Capability

Going into Business with Others

The Issue

Going into business with others is usually easy – getting out when the relationship sours can be a nightmare. Consider these questions or situations.

  • Do you have an agreement? 
  • In writing?
  • Who gets paid, how much, and what for?
  • What if you want 3 months off?
  • What if I don’t want to work in the business?
  • Who’s in charge? Who decides what?
  • What if I want to take my money out and head off into the sunset?
  • What if you want to sell and I don’t?
  • What if we need to borrow money? What is security for the loan? What if I put up more assets than you?
  • Can I get a dividend?
  • You want to spend how much on a car for you? For your wife?
  • What happens if one of us dies?

What we do for you

As an impartial professional adviser who is not carried away with the emotion of the business, we believe we can help all parties avoid disaster by providing the right advice to guide the partnership through good times and bad times.

The rules of engagement need to be established before commitments start to be made. 

The list of issues and questions set out above should be a solid thought-provoker. These are everyday issues when there is more than one owner of a business. And different business structures make the answers to some of these questions more difficult to answer.

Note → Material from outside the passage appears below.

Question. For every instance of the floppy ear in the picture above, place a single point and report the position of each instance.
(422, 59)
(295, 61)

With our experience in dealing with many kinds of partnerships, we can:

  1. Walk the partners through the issues that need to be addressed and provide alternative approaches.
  2. Aid the discussion between the parties on each of the issues and assist in determining what will work in the various circumstances.
  3. Suggest compromise or compensation where one party has a different outcome to the other that is not desirable.
  4. Advise on the right structure to use, based on the project and intentions.
  5. Raise complex but necessary issues for discussion – buy/sell agreements, tag-along clauses, restraints of trade, capital contributions, sweat equity, valuations, exit clauses, to name a few.
  6. Provide a concise brief to your legal advisers to draw the necessary agreements – partnership agreement, shareholders or unit holders agreement, management agreement, employment agreement, and other agreements to cover unique situations. This will ensure that first drafts are focused documents rather than broader and help to reduce the work required to then tailor agreements.

The benefits to you

  1. Prospective partners are made aware of many issues that should be considered and what partnership is all about.
  2. Partners gain security from the higher level of certainty around the relationship in a variety of circumstances.
  3. With more issues on the table, each partner will approach the relationship with a greater understanding of consequences that can flow from different actions.
  4. Staff can gain clarity if the different roles of partners is established and made public. This can aid efficiency and avoid conflict.
  5. Guidelines will be set down around financial reward, communication, roles, and acceptable behaviour. 
  6. Disentanglement, if it is to happen, can hopefully be less painful and less drawn out.
  7. If the relationship sours, then hopefully the rules will help keep a lid on the exit process because the rules have already been set down.
  8. If it goes to court, there is solid documentation in place to be presented to and assessed by the courts.